God's Meta-Story: A Sermon Series on Ephesians

Dear Emmanuel Presbyterian church family, I’ve been with you nearly three months now as your transitional pastor. It’s been a time of learning for me, learning names, for instance. I’m still working on that! More importantly, of course, has been getting to know the people attached to those names. I’ve so appreciated how warm and welcoming you have been. This has also been a time of learning about you as a congregation, about your passions, like mission, and about your customary ways of doing things. Those are a bit different in every church, and I want to thank those who’ve helped me navigate my course here.

So far, my sermons here have been shaped by time and by context; first by a focus on transition, and then largely by the liturgical calendar. In June I will begin a sermon series based on the Letter to the Ephesians.
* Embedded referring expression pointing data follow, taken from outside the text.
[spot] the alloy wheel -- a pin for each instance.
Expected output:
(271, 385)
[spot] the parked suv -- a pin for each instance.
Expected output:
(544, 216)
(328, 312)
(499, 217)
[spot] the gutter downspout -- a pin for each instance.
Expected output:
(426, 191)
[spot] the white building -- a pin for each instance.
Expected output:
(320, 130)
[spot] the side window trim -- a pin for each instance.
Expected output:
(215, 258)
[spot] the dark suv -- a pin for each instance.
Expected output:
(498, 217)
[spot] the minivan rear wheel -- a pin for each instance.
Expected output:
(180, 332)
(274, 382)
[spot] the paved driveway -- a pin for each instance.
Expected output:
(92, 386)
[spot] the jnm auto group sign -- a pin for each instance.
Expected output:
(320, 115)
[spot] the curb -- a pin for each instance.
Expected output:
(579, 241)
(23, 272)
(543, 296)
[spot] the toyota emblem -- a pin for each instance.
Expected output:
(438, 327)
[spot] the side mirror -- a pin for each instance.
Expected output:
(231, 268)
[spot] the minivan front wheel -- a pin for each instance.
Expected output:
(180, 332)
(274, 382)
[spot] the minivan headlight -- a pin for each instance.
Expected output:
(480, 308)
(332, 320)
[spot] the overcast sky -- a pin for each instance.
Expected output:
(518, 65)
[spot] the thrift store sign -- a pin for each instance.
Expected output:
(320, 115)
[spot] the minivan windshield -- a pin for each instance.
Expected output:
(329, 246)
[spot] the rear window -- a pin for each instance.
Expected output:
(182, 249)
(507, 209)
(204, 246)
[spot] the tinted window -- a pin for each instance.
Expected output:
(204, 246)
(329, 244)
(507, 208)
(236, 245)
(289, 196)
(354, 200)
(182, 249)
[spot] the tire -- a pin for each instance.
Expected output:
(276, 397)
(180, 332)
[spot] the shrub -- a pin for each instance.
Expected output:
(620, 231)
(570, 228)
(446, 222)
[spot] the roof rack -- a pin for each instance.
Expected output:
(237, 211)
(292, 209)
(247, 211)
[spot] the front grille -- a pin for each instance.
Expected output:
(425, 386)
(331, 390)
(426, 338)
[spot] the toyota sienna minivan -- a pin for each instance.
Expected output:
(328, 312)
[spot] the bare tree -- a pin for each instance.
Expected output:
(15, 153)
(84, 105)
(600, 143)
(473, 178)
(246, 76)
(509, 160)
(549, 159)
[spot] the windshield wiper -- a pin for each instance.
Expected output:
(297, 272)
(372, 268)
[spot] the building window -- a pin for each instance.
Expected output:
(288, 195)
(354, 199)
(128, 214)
Ephesians invites us to step back from our usual ways of viewing things -- the world, the church, our own lives – and to see them all, to see everything, in light of God’s big picture, God’s cosmic plan from the beginning of time. It calls us, in other words, to see ourselves within the context of God’s huge, unfolding story.

Eugene Peterson, in the book featured by our current book group (Eat This Book), calls readers to see Scripture as a narrative. The Bible, he writes, “turns out to be a large comprehensive story, a meta-story.” And a story “invites our participation.” When we read Scripture appropriately, he argues, we allow its stories to “form” us, to shape us. “When we submit our lives to what we read in Scripture, we find that we are not being led to see God in our stories but our stories in God’s. God is the larger context and plot in which our stories find themselves.” We don’t always reflect on God’s big story, but instead tend to focus on our own much smaller ones. Ephesians is about that larger story, God’s story, in which we’re called to find ourselves.

This epistle has traditionally been seen as addressed to the Christian community at Corinth, but that designation is missing in some important early manuscripts. It seems likely, instead, that it was intended as a circular letter, that is, one meant to be taken around to various churches. It’s suggested that the name of the addresses was left out so that it could be filled in with the name of whatever congregation it reached. And so, we may consider it addressed “to the church that is at Bothell, Washington,” that is, even to us.